She remembered though, when she woke up in the dark several hours later with a cold damp lump on her foot and a cold damp sweat on her body. Gwen threw back the cover and saw that there were three bed-socks on the bed, only one of which was draped across her foot. She kicked it off, it went high into the air and arced across the room, hitting her mirror and landing atop her hair tongs which fell off the dresser with a clatter.

Gwen stormed out of her bed and into the kitchen where she picked up a bread-knife. After that she searched through every nook and cranny of her home, looking for him. To her relief and yet dismay, he was not there. She wasn't yet ready to accept the fact that something else was happening.

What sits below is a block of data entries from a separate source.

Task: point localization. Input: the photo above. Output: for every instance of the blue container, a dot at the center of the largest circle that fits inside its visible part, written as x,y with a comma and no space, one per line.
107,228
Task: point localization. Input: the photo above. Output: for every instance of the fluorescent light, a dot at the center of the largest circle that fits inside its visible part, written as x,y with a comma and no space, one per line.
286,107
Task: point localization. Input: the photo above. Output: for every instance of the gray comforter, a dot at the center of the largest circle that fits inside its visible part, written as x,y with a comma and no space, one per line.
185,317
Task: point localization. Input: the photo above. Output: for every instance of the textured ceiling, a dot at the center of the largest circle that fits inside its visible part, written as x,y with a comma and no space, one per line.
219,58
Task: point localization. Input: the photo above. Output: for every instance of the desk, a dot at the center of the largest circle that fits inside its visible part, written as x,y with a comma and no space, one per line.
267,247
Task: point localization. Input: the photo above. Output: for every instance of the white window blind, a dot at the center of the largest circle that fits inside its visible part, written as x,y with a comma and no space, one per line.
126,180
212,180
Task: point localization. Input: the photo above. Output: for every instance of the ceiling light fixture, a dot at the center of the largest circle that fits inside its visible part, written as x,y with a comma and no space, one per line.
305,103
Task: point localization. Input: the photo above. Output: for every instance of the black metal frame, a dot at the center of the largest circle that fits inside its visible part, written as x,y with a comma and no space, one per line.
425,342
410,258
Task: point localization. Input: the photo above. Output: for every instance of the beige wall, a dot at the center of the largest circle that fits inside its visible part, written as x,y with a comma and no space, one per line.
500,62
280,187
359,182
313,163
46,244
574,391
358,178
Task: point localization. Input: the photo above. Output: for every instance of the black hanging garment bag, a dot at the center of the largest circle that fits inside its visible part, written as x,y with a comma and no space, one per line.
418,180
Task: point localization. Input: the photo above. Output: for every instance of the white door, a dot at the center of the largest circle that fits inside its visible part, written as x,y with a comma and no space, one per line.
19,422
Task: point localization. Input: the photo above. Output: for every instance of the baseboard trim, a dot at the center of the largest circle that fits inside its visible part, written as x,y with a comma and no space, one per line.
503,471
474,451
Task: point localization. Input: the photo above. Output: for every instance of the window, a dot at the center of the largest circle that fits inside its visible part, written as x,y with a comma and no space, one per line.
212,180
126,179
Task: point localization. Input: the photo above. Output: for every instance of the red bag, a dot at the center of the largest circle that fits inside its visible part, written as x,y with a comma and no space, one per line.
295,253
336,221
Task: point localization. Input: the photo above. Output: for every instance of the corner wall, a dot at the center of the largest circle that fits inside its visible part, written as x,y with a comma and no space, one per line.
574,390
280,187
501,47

Apprehensively she looked back into the bedroom and the bed-socks were all over her bed, dozens if not hundreds of them. She gasped in horror which became a shriek when one of the bed-socks moved.

It was a slow tumbling flop, but it had definitely moved. Gwen gripped the knife, an overwhelming dread bled through her, cold and merciless. She stepped back into the bedroom. There were bed-socks everywhere, all over the floor, stuck to the walls, everywhere. They flopped and writhed and wriggled like worms and the pile on the bed were swarming into some kind of shape. Over a period of seconds it became more and more human like, until she recognised it as male, as a handsome male, as him, as him!

The creature made of bed-socks rose from the bed slowly and said in a groggy voice, “Gwen is something wrong?”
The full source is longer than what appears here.